Find k-th minimum sum of every possible subset

Question

Last time I found interesting problem, and I got stuck on it.

Given n numbers a[1], ..., a[n] in ascending order and number k (1 <= n,k <= 10^5).

Let say that we're sorting every possible subset of given sequence by sum.
We have to find sum of k-th such subset.

For example:
n = 4, k = 8
a = { 2, 7, 8, 15 }

1: { 2 }, sum = 2
2: { 7 }, sum = 7
3: { 8 }, sum = 8
4: { 2, 7 }, sum = 9
5: { 2, 8 }, sum = 10
6: { 7, 8 }, sum = 15
7: { 15 }, sum = 15
8: { 2, 15 }, sum = 17
...
k = 8, so answer = 17 (subset {2,15}).

Of course we can generate every possible subset and whole solution runs in O(2^n * n), but I'm searching for something more smart - linear, or at least O(nk).

Answer 1

(Going to assume nonempty subsets for simplicity. Handling the empty subset is a line or two.)

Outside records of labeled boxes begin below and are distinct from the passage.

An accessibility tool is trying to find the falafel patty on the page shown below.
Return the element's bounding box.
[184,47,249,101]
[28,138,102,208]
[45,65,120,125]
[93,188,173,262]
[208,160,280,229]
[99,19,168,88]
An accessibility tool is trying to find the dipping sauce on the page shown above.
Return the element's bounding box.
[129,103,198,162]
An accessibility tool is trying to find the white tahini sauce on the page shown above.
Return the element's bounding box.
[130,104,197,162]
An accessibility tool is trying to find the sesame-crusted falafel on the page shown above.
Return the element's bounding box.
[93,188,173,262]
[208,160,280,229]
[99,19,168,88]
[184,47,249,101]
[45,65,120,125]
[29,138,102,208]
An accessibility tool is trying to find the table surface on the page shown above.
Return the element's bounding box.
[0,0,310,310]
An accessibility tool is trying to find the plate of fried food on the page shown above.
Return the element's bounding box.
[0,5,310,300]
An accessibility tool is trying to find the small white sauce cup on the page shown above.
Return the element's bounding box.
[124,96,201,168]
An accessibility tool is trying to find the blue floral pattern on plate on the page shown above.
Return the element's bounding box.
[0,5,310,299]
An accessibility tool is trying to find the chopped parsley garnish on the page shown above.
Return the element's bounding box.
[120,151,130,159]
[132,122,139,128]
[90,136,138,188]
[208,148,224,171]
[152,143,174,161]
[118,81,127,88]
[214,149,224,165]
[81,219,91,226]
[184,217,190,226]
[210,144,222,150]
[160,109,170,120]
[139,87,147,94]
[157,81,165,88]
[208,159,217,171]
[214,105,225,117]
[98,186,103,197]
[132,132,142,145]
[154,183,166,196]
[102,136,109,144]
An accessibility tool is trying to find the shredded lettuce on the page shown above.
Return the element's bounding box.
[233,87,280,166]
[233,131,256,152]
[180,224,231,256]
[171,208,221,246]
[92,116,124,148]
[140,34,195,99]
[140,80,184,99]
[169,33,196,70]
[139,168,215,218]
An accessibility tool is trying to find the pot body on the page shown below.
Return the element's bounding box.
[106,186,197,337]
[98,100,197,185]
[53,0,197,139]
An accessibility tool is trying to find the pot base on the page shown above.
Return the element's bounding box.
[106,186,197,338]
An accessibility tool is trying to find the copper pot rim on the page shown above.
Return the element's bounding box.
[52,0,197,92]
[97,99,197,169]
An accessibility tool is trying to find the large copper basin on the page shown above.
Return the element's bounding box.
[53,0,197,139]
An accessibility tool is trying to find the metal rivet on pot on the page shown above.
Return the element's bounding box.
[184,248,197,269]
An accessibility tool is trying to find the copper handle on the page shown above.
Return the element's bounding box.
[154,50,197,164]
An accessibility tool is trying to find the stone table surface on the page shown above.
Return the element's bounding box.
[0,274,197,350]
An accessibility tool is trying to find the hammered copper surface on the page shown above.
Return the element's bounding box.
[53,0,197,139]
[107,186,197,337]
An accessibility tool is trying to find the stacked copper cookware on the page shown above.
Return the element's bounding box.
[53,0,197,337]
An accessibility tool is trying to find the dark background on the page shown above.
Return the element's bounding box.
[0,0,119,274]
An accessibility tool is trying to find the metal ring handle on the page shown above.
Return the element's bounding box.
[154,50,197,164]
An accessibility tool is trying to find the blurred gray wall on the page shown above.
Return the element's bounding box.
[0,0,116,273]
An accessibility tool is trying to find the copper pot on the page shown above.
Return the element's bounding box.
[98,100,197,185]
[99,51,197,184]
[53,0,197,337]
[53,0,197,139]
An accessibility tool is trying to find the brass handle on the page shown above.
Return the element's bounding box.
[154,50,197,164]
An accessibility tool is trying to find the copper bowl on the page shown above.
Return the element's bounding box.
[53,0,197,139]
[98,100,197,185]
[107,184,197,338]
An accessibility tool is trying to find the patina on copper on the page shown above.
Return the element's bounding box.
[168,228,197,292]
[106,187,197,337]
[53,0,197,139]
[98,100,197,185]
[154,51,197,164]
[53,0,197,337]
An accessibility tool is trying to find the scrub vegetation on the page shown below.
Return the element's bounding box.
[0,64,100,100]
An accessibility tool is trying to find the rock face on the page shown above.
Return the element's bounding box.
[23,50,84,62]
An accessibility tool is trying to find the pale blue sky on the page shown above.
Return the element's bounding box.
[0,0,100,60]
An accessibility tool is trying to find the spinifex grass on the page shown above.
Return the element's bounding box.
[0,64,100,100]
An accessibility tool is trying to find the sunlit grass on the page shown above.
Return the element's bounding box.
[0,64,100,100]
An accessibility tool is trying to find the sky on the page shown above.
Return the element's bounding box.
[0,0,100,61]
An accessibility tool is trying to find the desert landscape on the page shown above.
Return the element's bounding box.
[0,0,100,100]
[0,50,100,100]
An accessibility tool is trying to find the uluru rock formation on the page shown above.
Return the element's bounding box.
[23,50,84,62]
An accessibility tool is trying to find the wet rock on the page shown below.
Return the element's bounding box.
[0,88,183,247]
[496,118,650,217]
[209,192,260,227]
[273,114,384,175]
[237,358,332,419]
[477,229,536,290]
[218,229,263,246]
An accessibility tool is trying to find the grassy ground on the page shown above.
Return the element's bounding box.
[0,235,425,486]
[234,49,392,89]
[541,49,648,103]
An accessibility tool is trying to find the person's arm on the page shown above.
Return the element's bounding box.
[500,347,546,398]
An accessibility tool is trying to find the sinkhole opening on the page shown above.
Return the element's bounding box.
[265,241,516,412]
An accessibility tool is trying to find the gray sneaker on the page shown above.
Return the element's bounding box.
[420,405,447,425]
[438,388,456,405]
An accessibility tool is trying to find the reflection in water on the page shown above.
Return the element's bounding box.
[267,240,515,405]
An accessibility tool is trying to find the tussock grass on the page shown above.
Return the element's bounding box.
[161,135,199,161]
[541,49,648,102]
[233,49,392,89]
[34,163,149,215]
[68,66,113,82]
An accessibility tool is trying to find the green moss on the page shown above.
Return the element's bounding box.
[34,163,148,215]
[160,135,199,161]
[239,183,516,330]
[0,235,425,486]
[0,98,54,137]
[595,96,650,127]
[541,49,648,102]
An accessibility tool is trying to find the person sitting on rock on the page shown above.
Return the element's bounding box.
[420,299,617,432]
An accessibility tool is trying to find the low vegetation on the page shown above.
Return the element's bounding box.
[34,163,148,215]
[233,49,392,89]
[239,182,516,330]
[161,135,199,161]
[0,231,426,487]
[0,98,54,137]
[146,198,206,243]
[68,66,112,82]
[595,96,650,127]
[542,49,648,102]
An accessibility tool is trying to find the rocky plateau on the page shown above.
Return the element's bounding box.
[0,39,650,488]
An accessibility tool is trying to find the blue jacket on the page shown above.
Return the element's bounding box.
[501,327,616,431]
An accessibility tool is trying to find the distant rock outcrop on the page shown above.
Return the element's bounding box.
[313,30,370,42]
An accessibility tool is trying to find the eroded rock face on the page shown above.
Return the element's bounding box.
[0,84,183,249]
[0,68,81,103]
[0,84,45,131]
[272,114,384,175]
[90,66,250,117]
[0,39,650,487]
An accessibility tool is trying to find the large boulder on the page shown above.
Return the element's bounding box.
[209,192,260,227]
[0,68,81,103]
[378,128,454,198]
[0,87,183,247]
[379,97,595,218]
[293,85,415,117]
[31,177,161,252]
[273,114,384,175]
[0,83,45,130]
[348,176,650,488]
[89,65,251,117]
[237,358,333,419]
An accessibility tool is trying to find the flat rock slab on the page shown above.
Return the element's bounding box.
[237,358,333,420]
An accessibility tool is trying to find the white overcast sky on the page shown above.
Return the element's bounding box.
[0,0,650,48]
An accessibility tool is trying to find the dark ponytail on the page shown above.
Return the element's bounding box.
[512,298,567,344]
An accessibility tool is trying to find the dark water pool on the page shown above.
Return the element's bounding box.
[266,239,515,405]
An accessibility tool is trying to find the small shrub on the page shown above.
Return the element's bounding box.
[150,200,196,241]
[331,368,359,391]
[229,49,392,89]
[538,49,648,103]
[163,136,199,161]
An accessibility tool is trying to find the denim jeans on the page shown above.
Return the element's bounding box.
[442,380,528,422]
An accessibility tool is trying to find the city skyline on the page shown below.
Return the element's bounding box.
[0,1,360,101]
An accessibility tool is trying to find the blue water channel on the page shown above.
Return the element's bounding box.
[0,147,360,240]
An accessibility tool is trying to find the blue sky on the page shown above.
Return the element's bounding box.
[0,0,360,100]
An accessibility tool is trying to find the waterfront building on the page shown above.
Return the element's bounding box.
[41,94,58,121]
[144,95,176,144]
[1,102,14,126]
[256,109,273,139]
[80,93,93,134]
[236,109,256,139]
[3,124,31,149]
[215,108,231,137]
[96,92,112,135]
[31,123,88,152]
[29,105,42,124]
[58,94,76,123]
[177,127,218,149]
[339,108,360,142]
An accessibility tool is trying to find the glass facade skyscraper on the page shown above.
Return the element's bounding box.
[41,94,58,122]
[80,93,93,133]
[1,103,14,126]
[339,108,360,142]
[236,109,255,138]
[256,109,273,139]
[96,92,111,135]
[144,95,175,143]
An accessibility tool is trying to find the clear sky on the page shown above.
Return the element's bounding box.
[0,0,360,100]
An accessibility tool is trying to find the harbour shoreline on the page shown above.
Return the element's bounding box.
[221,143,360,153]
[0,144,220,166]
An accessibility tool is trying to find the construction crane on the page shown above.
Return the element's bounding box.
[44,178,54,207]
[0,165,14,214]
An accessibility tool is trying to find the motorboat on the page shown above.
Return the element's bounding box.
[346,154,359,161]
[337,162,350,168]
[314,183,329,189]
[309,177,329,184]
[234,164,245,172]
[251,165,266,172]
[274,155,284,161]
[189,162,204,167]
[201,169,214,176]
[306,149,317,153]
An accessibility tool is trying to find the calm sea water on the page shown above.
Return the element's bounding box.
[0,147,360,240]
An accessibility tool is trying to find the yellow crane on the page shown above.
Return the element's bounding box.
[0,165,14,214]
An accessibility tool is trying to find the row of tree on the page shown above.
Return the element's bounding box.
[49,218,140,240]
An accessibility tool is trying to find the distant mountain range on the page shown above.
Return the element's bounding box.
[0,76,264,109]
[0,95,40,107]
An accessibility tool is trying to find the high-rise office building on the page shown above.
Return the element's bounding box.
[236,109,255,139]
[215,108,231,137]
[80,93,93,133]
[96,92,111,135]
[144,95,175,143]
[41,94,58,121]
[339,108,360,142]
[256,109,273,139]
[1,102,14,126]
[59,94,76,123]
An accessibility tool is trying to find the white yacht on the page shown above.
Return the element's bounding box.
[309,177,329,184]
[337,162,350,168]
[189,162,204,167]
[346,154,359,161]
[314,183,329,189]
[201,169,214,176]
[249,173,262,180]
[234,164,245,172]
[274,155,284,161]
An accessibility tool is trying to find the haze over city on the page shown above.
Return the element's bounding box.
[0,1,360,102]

Given a nonempty subset of indices S, define the children of S to be S \ {max(S)} U {max(S) + 1} and S U {max(S) + 1}. Starting with {1}, the child relation forms a tree that includes every nonempty subset of positive integers.

{1}
|  \
{2} {1,2}______
|  \     \     \
{3} {2,3} {1,3} {1,2,3}

Keyed by the sum of corresponding array elements, this tree is a min-heap. If you compute the keys carefully (by adding and subtracting rather than summing from scratch) and implement the min-heap deletion lazily, then you get an O(k log k)-time algorithm.

Answer 2

In his answer, David essentially employed Dijkstra's algorithm on a carefully constructed directed graph of subsets.

A bit more naive approach that I initially came up with is to apply Dijkstra directly to the hypercube of subsets. In other words, start with an empty subset and repeatedly try adding each previously missing array element (transitions of the form S -> {S U {v} for v in [n] \ S}.

The complexity of this approach will be worse since the maximum degree is O(n), implying that we may explore as many as O(nk) vertices of the hypercube. It leads to an unpleasant overall complexity of O(nk log nk).

David's construction differs from the naive approach in having a maximum degree of 2, guaranteeing that we will only explore O(k) vertices (the smallest k and at most 2k their children). I figured that this answer could be helpful for those struggling to understand why we need this somewhat not straightforward construction.